The election, conducted last week, returned the following preliminary result:
FOR USG PRESIDENT AND VICE PRESIDENT
Sam TRACY and Lindsay CHIAPPA - 1265 - 36.67%
Brian INGMANSON and Ali ALBINI - 1233 - 35.74%
Vijay SEKHARA and Lauren REINMANN - 952 - 27.59%
Sekhara filed a lawsuit after the election had concluded last Friday contesting the election results even though he apparently knew of the violations during the elections and did not come forward with them, which infuriated the other candidates. In the lawsuits, he variously claimed that "chalking" (writing campaign slogans on sidewalks in chalk) had occurred within 100 feet of USG sponsored events, that campaign workers were found changing the homepages of computers at polling places to campaign websites, that flyers were slipped under doors without consent of the room occupants violated "a right to refuse contact" with campaign personnel, that various offenses had occured on official USG events on Facebook, and that the UConn Free Press, a notorious left-wing, radical student magazine, published an issue with a back cover that read "USG says we're not allowed to endorse" and then in bold red font, accompanied by images of the candidates "ENDORSE TRACY AND CHIAPPA,", and then in very small black font, "so we won't." Since the Free Press recieves funding from the university, it is not allowed to make endorsements.

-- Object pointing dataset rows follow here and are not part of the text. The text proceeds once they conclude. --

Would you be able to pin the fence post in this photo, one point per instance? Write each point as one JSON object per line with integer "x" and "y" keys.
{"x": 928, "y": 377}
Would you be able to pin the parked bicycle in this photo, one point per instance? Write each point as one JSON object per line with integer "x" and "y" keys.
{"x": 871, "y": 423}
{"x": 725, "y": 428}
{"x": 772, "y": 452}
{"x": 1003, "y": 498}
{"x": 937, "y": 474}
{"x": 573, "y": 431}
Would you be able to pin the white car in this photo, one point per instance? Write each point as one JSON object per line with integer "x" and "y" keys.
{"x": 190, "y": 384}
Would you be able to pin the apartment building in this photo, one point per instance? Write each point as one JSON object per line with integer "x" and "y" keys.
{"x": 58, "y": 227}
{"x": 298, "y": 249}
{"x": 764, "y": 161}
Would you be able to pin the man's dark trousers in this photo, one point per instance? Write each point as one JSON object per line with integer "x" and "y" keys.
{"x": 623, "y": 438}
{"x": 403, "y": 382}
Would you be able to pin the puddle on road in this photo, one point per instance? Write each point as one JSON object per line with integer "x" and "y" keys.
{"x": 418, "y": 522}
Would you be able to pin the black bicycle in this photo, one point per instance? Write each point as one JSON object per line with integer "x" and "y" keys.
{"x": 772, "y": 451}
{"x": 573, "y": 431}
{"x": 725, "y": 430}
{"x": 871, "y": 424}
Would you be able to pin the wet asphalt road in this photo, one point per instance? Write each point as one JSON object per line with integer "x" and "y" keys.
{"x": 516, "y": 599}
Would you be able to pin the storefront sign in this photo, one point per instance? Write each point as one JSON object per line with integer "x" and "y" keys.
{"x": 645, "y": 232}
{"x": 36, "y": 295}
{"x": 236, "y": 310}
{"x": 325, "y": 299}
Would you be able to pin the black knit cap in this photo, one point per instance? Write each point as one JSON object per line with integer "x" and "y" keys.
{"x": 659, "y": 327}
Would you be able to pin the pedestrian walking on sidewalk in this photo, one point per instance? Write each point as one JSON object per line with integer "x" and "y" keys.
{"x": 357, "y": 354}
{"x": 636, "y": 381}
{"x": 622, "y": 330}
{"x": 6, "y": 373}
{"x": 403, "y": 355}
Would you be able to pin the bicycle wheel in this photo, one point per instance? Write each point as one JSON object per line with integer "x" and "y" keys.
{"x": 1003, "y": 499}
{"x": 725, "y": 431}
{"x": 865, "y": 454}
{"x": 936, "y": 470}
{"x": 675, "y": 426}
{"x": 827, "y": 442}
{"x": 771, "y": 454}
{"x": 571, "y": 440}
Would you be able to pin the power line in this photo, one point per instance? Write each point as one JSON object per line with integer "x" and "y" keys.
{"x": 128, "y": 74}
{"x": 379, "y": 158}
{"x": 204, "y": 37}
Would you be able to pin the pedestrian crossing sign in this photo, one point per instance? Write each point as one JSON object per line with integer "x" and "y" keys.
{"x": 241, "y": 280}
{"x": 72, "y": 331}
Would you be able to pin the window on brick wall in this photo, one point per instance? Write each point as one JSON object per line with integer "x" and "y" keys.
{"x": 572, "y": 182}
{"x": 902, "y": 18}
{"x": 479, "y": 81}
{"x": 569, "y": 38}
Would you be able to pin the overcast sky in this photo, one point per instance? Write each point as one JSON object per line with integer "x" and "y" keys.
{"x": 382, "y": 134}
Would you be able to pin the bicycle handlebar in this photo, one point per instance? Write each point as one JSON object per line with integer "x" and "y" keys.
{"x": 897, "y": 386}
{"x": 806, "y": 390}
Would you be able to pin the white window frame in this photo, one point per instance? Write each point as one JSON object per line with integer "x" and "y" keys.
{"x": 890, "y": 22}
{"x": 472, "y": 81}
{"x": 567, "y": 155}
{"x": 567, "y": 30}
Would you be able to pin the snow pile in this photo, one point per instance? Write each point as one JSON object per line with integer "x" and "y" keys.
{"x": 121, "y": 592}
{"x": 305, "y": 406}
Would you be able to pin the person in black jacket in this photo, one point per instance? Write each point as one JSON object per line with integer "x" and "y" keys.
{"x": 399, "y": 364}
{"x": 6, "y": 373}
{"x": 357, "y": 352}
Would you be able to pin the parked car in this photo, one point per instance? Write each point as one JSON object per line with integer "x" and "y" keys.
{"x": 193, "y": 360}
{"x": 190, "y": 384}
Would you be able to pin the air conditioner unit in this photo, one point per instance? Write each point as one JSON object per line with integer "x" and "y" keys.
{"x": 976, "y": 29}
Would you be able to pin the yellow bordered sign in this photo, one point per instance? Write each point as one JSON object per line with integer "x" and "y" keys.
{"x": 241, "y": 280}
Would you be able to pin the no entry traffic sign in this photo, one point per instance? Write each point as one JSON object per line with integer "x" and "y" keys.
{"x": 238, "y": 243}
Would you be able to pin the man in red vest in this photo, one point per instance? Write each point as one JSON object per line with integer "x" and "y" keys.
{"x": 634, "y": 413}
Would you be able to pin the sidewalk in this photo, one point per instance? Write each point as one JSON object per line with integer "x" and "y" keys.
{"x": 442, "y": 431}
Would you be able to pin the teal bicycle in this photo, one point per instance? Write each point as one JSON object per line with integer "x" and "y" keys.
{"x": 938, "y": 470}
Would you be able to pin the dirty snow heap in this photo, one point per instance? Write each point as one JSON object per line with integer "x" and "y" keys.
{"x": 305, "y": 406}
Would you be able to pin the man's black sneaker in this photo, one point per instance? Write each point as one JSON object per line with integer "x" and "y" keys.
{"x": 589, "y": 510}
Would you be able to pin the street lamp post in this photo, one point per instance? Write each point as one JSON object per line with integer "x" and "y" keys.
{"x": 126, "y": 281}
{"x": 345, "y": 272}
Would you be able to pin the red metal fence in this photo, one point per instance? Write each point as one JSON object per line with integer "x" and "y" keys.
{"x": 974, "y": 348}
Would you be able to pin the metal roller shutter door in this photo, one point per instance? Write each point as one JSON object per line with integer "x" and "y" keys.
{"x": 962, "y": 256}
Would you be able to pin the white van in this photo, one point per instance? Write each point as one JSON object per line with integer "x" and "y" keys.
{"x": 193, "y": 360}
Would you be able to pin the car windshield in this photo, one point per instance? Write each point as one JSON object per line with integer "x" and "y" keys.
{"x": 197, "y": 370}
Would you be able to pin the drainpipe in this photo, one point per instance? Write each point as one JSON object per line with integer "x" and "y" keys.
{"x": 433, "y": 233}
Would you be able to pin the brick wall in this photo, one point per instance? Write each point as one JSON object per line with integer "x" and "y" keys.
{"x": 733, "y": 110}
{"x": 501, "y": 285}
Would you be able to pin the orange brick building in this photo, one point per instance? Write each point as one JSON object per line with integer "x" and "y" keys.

I went to the hearing for Sekhara v Tracy, in which Tracy brought up these points:
Do students have a right not to be contacted at all, not just a right to refuse contact?
What determines spacial boundaries on the Internet?
Is every computer with internet access a "polling station" that cannot display campaign propaganda?
Should candidates be held accountable for every action of their campaign volunteers, sanctioned or not?
You can read the lawsuits and decisions
here.
The decisions were rendered last night. Ingmanson and Albini were found guilty of three violations of campaign conduct and were DISQUALIFIED from the election. Tracy and Chiappa were also found guilty of three violations but the USG Supreme Court declined to disqualify them. Sekhara is currently appealing the decision in Sekhara v Tracy, asking that USG throw out the candidacy of Tracy and Chiappa over the Free Press issue. He introduced new evidence that a Mr. S. Sodaro, one of the chief officers of UFP, was a big campaign backer of Tracy and campaigned on his behalf. As it stands now, the election is on a knife edge. USG will likely have to call new elections regardless of what happens, because Sekhara vowed to drop out of the race if both his opponents were disqualified, leaving him as a candidate in a new election sometime in the future against unknown opposition.
Needless to say, I've been busy this week.